So lieben die Deutschen ihr Obst. Sorten wie „Extra Sweet“ und „Easy Peeler“ setzen sich durch

Süß ist, was rot ist. Jedenfalls für den deutschen Obstkäufer. „Die Deutschen erfahren als Kinder, dass der Apfel reif ist, wenn er rot ist“, sagt Frank Vogt von der Bremer Atlanta-Gruppe, einem der wichtigsten deutschen Fruchtimporteure. „Deswegen kann man ihnen auch keine grünen Mangos verkaufen, obwohl es besonders süße und leckere grüne Mangosorten gibt.“ Fruchthandel ist ein anspruchsvolles Geschäft.

Von den sechs Millionen Tonnen Obst, die im vergangenen Jahr in den deutschen Handel kamen, stammen fünf Millionen Tonnen aus dem Ausland. Damit ist Deutschland nach den USA weltweit der zweitgrößte Importmarkt für Früchte. Die Abhängigkeit vom Import merken die Verbraucher an den Preisschwankungen: Steigt etwa der Ölpreis, wird die Anlieferung von Bananen und Orangen teurer. „Angesichts der Rekordpreise für Öl rechnen wir ab Ende Oktober mit Preiserhöhungen für Südfrüchte von bis zu 15 Prozent“, sagte ein Marktkenner der weltweit operierenden Hamburger Importfirma Weichert dem Tagesspiegel.

Der Obstpreis ist von vielen Faktoren abhängig. Wer mit Gewinn Früchte verkaufen will, muss sich mit den Klimabedingungen im brasilianischen Regenwald ebenso auskennen wie im Paragraphendschungel der europäischen Gemeinschaft.
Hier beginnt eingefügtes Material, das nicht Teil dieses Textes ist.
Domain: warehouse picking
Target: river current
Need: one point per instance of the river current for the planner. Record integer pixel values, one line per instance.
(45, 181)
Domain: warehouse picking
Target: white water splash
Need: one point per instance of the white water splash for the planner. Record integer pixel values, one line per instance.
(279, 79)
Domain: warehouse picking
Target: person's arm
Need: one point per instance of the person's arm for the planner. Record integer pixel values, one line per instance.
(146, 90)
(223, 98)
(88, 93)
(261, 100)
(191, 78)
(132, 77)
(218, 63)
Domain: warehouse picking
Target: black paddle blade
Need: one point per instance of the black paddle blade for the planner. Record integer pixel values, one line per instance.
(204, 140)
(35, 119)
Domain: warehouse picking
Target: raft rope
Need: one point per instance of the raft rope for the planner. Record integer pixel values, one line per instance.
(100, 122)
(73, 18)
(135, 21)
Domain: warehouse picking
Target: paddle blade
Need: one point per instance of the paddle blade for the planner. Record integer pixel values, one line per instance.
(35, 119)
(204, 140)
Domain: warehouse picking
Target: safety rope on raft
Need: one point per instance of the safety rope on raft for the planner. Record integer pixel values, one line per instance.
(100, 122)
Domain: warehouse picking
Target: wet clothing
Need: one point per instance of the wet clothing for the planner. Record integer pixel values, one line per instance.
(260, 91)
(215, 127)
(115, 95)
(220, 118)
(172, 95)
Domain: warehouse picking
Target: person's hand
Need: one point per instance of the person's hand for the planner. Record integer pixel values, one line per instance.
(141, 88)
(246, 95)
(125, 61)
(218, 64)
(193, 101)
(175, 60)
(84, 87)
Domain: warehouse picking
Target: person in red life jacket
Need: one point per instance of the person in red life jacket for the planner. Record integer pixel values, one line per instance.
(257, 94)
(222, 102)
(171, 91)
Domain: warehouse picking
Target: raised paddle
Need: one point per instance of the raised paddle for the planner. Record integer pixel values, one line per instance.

Er muss Satsumas von Minneolas unterscheiden können und sich mit tropischen Stürmen wie „Charley“ befassen, der vor gut einer Woche Floridas Zitrusplantagen niedermähte. Vor allem muss ein erfolgreicher Obsthändler die Ansprüche des deutschen Handels und die Wünsche der Verbraucher berücksichtigen. Und die passen nicht immer zusammen.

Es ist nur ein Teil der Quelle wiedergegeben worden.